Question

Prove by the method of mathematical induction that 

a + (a + d) + (a + 2d) + ... + (a + (n – 1) d) = \(\frac{n}{2}\) {2a + (n – 1) d} for all n∈ N, where a, d∈R.

Answer 1

Let T(n) be the statement 

a + (a + d) + (a + 2d) + ... + (a + (n – 1)d) = \(\frac{n}{2}\) [2a + (n – 1)d]

Basic Step: 

For n = 1, LHS = a,  RHS = \(\frac{1}{2}\)[2a] = a 

⇒ LHS = RHS ⇒ T(1) is true.

Induction Step: 

Let T(k) hold true, i.e., 

a + (a + d) + (a + 2d) + ... + (a +(k – 1)d) = \(\frac{k}{2}\) [2a +(k – 1)d] 

Now to show that T (k + 1) holds true, we add the (k + 1)^th term, i.e., a + {(k + 1) – 1} d = a + kd to both the sides of T(k), i.e., 

a + (a + d) + (a + 2d) + ... + (a + (k – 1) d) + (a + kd)

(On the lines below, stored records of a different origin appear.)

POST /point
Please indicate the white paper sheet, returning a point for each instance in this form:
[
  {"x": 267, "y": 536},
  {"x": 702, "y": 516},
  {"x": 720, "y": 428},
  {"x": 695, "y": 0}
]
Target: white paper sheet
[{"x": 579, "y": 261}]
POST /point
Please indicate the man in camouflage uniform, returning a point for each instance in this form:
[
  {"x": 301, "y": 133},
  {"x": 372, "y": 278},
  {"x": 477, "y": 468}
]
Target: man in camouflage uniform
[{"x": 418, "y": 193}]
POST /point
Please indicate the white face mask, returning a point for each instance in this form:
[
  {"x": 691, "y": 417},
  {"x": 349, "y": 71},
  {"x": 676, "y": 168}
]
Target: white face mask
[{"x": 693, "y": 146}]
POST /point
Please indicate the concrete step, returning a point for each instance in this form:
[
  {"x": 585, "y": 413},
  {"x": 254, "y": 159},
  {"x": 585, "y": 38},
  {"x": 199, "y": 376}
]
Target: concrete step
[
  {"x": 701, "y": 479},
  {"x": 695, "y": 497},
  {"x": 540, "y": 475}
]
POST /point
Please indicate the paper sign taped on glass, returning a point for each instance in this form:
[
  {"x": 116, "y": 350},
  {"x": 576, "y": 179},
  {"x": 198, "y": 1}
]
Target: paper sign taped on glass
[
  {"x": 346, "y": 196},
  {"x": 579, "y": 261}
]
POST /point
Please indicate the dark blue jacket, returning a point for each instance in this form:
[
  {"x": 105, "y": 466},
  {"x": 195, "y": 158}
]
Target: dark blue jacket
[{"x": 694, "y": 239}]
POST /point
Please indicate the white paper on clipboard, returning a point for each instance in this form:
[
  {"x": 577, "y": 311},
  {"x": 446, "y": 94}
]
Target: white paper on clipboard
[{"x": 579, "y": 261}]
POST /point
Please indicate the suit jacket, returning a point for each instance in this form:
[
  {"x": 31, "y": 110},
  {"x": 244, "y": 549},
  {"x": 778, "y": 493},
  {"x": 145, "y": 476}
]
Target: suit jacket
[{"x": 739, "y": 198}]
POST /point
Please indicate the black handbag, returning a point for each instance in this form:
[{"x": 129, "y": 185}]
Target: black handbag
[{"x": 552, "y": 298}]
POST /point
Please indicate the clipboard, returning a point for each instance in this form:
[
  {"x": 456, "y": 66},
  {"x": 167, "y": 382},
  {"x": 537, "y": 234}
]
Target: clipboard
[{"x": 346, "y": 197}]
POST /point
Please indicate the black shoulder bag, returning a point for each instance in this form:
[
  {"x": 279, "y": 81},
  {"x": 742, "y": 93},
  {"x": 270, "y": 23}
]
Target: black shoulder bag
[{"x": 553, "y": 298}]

= \(\frac{k}{2}\) [2a+(k-1)d] +(a+kd) = ak + \(\frac{k(k-1)d}{2}\) +a + kd

= a (k + 1) + \(\frac{1}{2}\) {k(k – 1)d + 2kd} = (k + 1) a + \(\frac{1}{2}\) {k²d + kd} 

= (k + 1) a + \(\frac{1}{2}\)k(k + 1)d = \(\frac{(k+1)}{2}\) + [2a + {(k + 1) – 1}d]. 

Thus, T (k + 1) is true, whenever T(k) is true.